O leitor atento sabe que os títulos jornalísticos não
começam por artigo definido. Na edição de ontem da Folha, havia, por exemplo,
este título: "STF recebe 28 pedidos...". Como se vê, nada de artigo
antes de "STF" no título, mas, no corpo do texto, ele aparece logo na
primeira citação do tribunal: "A (...) enviou ao STF...".
Essa supressão do artigo não
ocorre desde sempre; salvo engano, ela é simultânea à mudança geral da
linguagem jornalística, que incluiu a preferência pela ordem direta nas
manchetes. O fato é que hoje em dia não se vê título jornalístico que comece
com artigo definido, mas, no meio do título, a coisa muda.
Também é fato que essa
supressão do artigo no início dos títulos cria muitas lambanças, decorrentes
(suponho) da radicalização desse procedimento. Refiro-me particularmente a
passagens que se leem no interior das manchetes. Vejamos este exemplo,
publicado num site: "'À disposição', diz Vaccarezza a mulher de
empreiteiro preso". O caro leitor já localizou o problema?
Há nesse título dois
substantivos que não são precedidos de artigo. O primeiro é "mulher";
o segundo, "empreiteiro". Como neste momento há mais de um
empreiteiro preso na PF, a ausência do artigo se explica justamente pela
indeterminação desse empreiteiro. Não se diz quem é ele.

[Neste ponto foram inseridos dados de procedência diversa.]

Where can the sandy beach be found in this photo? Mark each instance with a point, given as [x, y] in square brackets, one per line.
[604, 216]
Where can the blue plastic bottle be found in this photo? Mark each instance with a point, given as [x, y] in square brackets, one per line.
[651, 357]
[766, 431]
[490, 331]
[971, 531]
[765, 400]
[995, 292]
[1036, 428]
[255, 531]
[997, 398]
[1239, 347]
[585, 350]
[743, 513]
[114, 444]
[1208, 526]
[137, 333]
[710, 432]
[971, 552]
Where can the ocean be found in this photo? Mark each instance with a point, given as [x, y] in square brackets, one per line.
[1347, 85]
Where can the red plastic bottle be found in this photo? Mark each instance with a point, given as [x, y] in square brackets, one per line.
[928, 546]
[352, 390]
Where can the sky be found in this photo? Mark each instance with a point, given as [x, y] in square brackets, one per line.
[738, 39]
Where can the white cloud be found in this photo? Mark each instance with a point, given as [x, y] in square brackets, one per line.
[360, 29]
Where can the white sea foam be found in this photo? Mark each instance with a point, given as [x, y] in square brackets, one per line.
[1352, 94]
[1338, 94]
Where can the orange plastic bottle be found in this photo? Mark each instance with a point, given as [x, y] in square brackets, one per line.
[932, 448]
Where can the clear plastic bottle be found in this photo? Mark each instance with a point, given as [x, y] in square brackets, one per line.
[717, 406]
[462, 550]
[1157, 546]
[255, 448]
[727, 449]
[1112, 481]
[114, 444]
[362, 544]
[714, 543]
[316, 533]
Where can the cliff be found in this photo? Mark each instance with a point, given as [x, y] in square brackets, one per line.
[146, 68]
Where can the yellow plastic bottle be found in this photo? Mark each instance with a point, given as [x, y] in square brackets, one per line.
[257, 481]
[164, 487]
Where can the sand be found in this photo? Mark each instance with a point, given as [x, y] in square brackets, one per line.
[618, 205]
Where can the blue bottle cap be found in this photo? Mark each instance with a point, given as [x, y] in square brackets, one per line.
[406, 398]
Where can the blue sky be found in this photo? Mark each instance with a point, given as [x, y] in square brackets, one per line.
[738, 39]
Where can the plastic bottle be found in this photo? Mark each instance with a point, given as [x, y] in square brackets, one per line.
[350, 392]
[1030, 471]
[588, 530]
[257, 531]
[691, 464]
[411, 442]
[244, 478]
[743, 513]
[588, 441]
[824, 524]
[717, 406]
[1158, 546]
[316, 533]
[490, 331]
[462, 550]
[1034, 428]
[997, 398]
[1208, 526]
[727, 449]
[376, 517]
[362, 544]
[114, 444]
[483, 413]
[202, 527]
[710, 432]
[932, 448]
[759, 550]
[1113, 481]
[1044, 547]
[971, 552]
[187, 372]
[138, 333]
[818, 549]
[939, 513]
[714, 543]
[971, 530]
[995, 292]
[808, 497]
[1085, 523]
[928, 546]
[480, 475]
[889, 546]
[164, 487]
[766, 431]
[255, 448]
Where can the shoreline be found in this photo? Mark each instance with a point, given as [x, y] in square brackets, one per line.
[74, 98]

Para que se perceba
que, nesse caso, o procedimento do redator é mais do que cabível, basta que se
reescreva o título com o artigo: "...diz Vaccarezza a mulher do
empreiteiro preso". O que muda com "do" no lugar de
"de"? Teríamos um empreiteiro que necessariamente já teria sido
determinado numa passagem anterior do texto, o que, por motivos óbvios, não
ocorre num título.
E o substantivo
"mulher", que também não é precedido de artigo? Relembremos o trecho
da manchete que nos interessa: "...diz Vaccarezza a mulher de empreiteiro
preso". Calma, caro leitor! O "a" que antecede
"mulher" não é artigo; é preposição ("dizer algo a
alguém"). O sujeito de "diz" é "Vaccarezza", certo? E
a quem ele diz o que diz? Ele diz o que diz à mulher do empreiteiro, portanto não
há motivo para suprimir o artigo definido, ou seja, para indeterminar essa
mulher, a menos que se queira insinuar que a distinta senhora é apenas uma das
mulheres do tal empreiteiro.
Moral da história: lido ao pé
da letra, o título contém uma insinuação, que, ao que parece, nem de longe
passou pela cabeça do redator. O caro leitor já deduziu qual é a forma correta,
mas não custa explicitá-la: "...diz Vaccarezza à mulher de empreiteiro
preso". Fica fácil entender o porquê da obrigatoriedade do emprego do
acento indicador de crase com a simples troca de "mulher" por
"pai". O que teríamos? "A" ou "ao"? Teríamos
"ao": "...diz Vaccarezza ao pai de empreiteiro preso". Não
custa relembrar que "à" = "a" + "a" e que
"ao" = "a" + "o".
Essa obsessão pela eliminação
do artigo nos títulos talvez tenha sido a causa desta bizarrice, do mesmo site:
"Nevasca em Alpes paralisa estradas e lota abrigos". Em Alpes? Como
assim? "Alpes", que nomeia uma extensa cadeia de montanhas, sempre se
usa com artigo (a menos que essa palavra inicie a manchete). Vamos lá:
"Nevasca nos Alpes paralisa estradas...". Justiça seja feita: depois
de passar boa parte do dia na capa do site, a extravagância foi corrigida, o
que, por sinal, nem sempre acontece. É isso.